Mancato Pagamento di Retribuzioni e Dimissioni per Giusta Causa: Analisi di una Sentenza


La pronuncia in esame trae origine da due ricorsi, riuniti in un unico procedimento, presentati da due lavoratori nei confronti di diverse società, tra cui un'azienda di servizi, una cooperativa e un ente pubblico. I ricorrenti lamentavano il mancato integrale pagamento di alcune voci retributive, quali ratei di tredicesima e quattordicesima mensilità, indennità sostitutiva di ferie e permessi non goduti, indennità di mancato preavviso e buoni pasto.
I lavoratori, assunti dalla società di servizi per operare presso i locali dell'ente pubblico, avevano rassegnato le dimissioni, ritenendo sussistente una giusta causa dovuta al reiterato ritardo nel pagamento delle retribuzioni.

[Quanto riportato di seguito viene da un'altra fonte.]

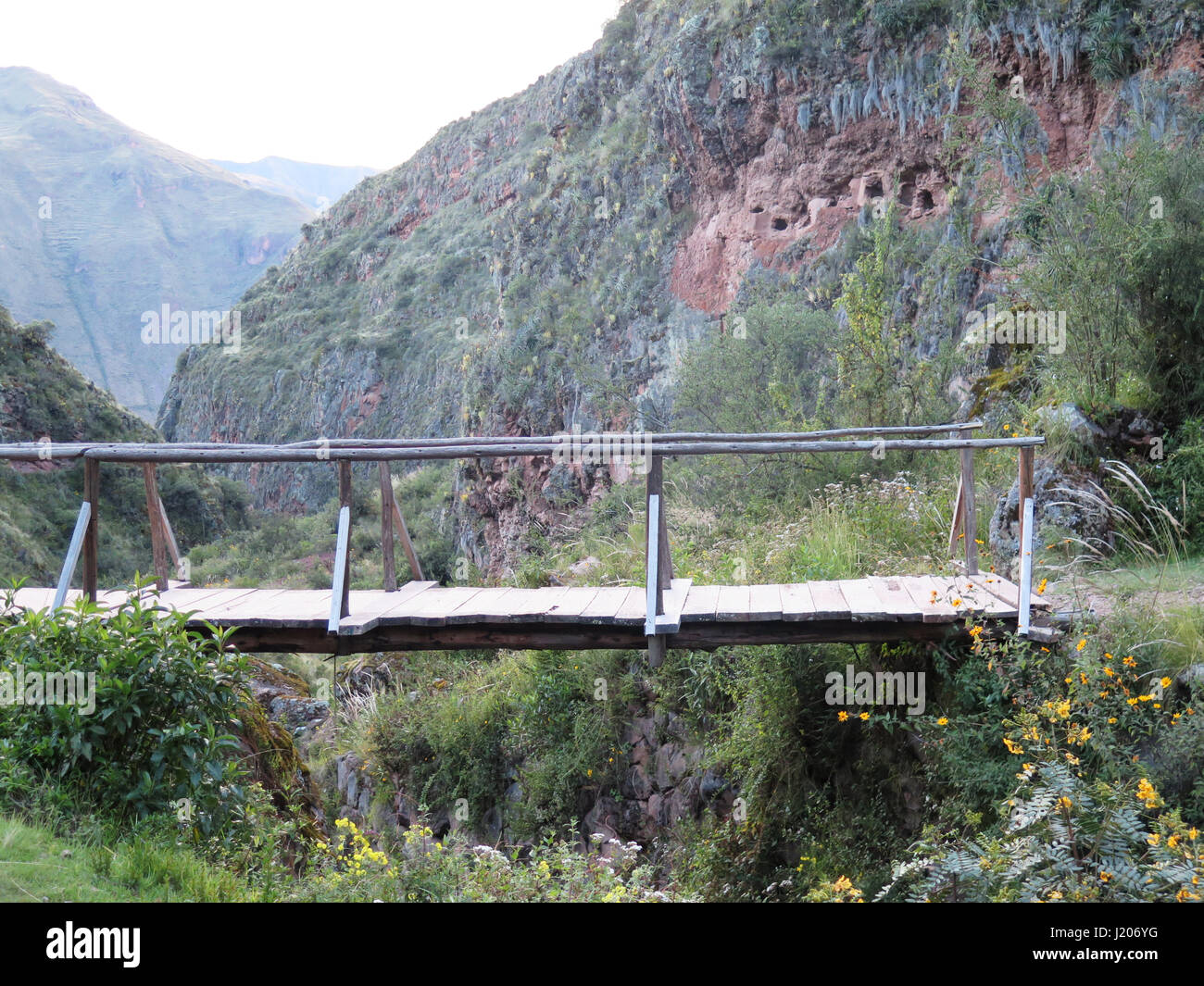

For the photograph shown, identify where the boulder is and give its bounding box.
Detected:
[988,460,1115,578]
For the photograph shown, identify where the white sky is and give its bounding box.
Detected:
[0,0,621,168]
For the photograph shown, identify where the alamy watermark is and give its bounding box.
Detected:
[0,665,96,715]
[551,425,653,474]
[823,665,927,715]
[962,302,1066,356]
[142,305,242,354]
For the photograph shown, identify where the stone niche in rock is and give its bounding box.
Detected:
[990,458,1115,579]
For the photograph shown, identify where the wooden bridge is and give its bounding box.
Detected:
[0,421,1048,666]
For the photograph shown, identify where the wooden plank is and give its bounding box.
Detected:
[807,581,850,620]
[749,585,782,620]
[922,576,1016,618]
[581,586,629,624]
[338,581,438,636]
[381,585,482,626]
[780,581,815,620]
[510,585,569,622]
[715,585,751,621]
[682,585,719,624]
[197,589,295,626]
[971,572,1050,612]
[614,589,645,624]
[866,576,923,621]
[157,496,182,581]
[446,586,518,625]
[543,585,598,622]
[840,579,897,620]
[159,586,259,613]
[899,576,958,624]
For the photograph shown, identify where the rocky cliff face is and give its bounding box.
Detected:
[160,0,1200,570]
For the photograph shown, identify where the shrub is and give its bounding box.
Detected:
[0,596,245,834]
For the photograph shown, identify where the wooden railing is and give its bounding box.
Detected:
[0,421,1045,664]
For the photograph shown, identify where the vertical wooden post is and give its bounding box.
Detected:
[142,462,168,593]
[377,460,397,593]
[338,458,352,617]
[955,431,978,576]
[1016,446,1033,555]
[159,496,184,579]
[83,458,100,602]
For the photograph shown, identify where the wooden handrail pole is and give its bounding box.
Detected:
[338,458,352,617]
[378,462,397,593]
[83,458,100,602]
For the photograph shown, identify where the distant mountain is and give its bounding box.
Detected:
[0,68,313,419]
[211,157,377,212]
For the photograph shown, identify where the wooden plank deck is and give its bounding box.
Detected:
[0,573,1048,654]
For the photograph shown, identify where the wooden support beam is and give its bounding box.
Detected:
[1016,448,1033,543]
[393,497,426,581]
[51,500,92,613]
[83,458,100,602]
[380,462,397,593]
[159,496,182,581]
[334,461,352,616]
[142,462,168,593]
[962,448,978,576]
[948,476,962,558]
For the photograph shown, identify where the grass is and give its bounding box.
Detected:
[0,818,250,903]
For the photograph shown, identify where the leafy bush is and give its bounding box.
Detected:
[0,596,245,834]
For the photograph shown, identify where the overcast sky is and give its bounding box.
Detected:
[0,0,621,168]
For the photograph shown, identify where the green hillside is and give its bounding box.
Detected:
[0,68,312,420]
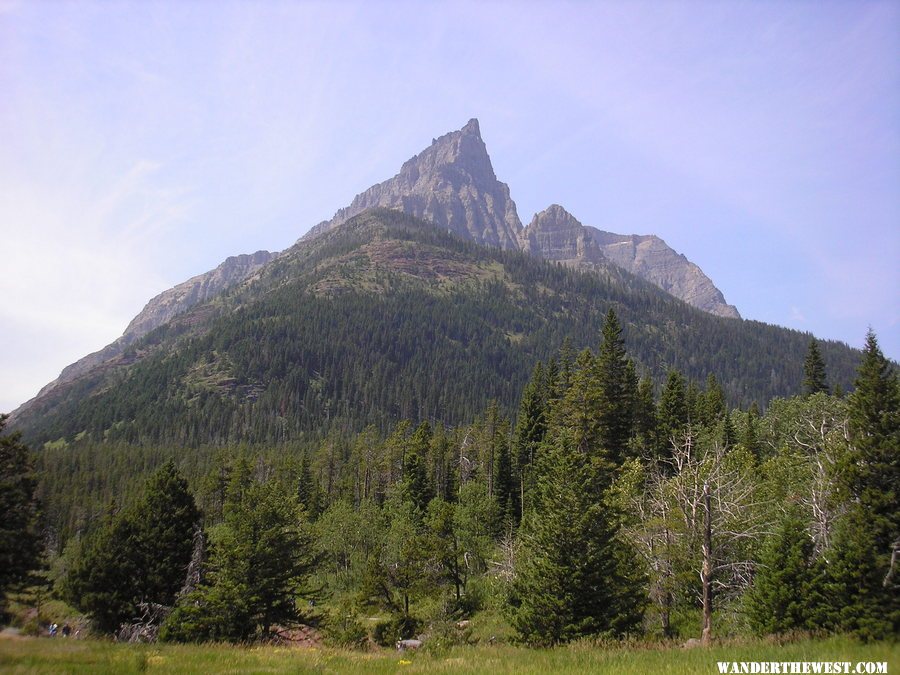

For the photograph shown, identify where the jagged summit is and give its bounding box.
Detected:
[304,119,522,249]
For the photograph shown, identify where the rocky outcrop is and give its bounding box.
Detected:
[585,227,741,319]
[122,251,277,344]
[303,119,740,317]
[304,119,522,249]
[521,204,607,267]
[521,204,740,318]
[13,251,277,417]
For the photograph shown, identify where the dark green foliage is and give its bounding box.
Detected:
[0,415,41,619]
[596,309,638,465]
[746,508,821,635]
[513,361,555,521]
[815,505,900,640]
[510,431,643,645]
[65,462,200,632]
[160,481,315,642]
[657,370,690,457]
[803,338,828,396]
[830,331,900,637]
[403,422,434,513]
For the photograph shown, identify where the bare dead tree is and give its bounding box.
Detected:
[116,524,206,642]
[666,429,765,644]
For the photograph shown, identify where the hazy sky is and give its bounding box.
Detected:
[0,0,900,410]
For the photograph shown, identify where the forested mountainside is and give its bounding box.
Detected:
[12,120,739,426]
[15,209,858,446]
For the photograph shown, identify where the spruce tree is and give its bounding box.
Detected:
[137,461,200,606]
[596,309,638,465]
[803,338,828,396]
[510,429,643,645]
[513,361,549,522]
[745,508,821,635]
[841,330,900,637]
[657,370,689,457]
[403,422,434,514]
[65,462,200,632]
[160,481,316,642]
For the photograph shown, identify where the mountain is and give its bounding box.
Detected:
[585,227,741,319]
[306,119,522,249]
[15,209,857,446]
[305,119,740,318]
[14,120,856,443]
[522,204,740,319]
[12,251,276,418]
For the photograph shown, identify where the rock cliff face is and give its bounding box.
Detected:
[303,119,740,317]
[521,204,608,268]
[16,251,277,412]
[304,119,522,249]
[13,119,739,416]
[521,204,740,318]
[585,227,741,319]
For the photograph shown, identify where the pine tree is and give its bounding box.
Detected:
[803,338,828,396]
[65,462,200,632]
[745,508,820,635]
[0,415,41,617]
[160,481,316,642]
[828,330,900,637]
[137,461,200,606]
[657,370,689,457]
[634,377,656,454]
[513,361,550,522]
[403,422,434,514]
[596,308,638,466]
[698,373,728,427]
[510,429,643,645]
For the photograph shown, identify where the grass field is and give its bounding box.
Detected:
[0,638,900,675]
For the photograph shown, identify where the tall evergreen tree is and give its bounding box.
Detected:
[513,361,550,521]
[65,461,200,632]
[0,415,41,618]
[596,308,638,465]
[844,330,900,636]
[510,429,643,645]
[403,422,434,514]
[657,370,689,457]
[161,481,316,642]
[803,338,828,396]
[745,508,821,635]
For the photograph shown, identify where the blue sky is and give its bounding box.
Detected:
[0,0,900,410]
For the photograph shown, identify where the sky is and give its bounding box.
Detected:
[0,0,900,411]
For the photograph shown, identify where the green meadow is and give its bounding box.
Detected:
[0,638,900,675]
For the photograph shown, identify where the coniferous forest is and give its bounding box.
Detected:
[0,308,900,648]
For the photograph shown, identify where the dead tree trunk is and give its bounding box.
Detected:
[700,482,713,645]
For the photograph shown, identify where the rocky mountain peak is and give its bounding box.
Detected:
[304,119,522,249]
[522,204,605,266]
[585,227,741,319]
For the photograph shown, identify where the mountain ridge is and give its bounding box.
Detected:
[15,209,858,447]
[13,119,739,417]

Il Tribunale, nel valutare le pretese dei ricorrenti, ha innanzitutto esaminato la questione del ritardo nel pagamento degli stipendi. Richiamando la disciplina contrattuale applicabile, che qualifica il ritardo superiore a quindici giorni come giusta causa di dimissioni con diritto all'indennità sostitutiva di preavviso, il giudice ha accertato che, nel caso di uno dei due lavoratori, tale condizione si era verificata, legittimando quindi le dimissioni rassegnate. Diversamente, per l'altro lavoratore, il Tribunale ha ritenuto che la prosecuzione dell'attività lavorativa nonostante il ritardo nel pagamento della prima mensilità avesse comportato un'acquiescenza al comportamento del datore di lavoro, escludendo la sussistenza della giusta causa per le dimissioni successive.
Quanto alle altre voci retributive, il Tribunale ha riconosciuto il diritto dei lavoratori a percepire i ratei di tredicesima e quattordicesima mensilità, calcolati in proporzione ai giorni lavorati, nonché l'indennità sostitutiva di ferie e permessi non goduti, quantificati in base alla disciplina contrattuale. In relazione ai buoni pasto, il giudice ha accolto parzialmente la domanda, condannando le società resistenti al pagamento di quelli non erogati, sulla base della documentazione prodotta.
Il Tribunale ha poi affrontato il tema della responsabilità solidale delle diverse società coinvolte. In particolare, ha riconosciuto la responsabilità solidale della società di servizi e della cooperativa, in qualità di mandataria della prima, per il pagamento delle retribuzioni dovute ai lavoratori, escludendo invece la responsabilità dell'ente pubblico, in quanto soggetto non rientrante nell'ambito di applicazione della normativa sulla responsabilità solidale del committente.
Infine, il Tribunale ha rigettato la domanda di condanna solidale basata sull'articolo 1676 del codice civile, in quanto non era stata fornita alcuna prova dell'esistenza di un credito dell'appaltatore nei confronti del committente al momento della proposizione della domanda.
In definitiva, il Tribunale ha accolto parzialmente i ricorsi, condannando le società resistenti al pagamento delle somme dovute a titolo di differenze retributive, con esclusione dell'indennità di preavviso per uno dei due lavoratori, e compensando parzialmente le spese di giudizio.
N.B.: Il commento è generato automaticamente e potrebbe contenere errori e imprecisioni.
Si consiglia di leggere sempre il testo integrale del provvedimento.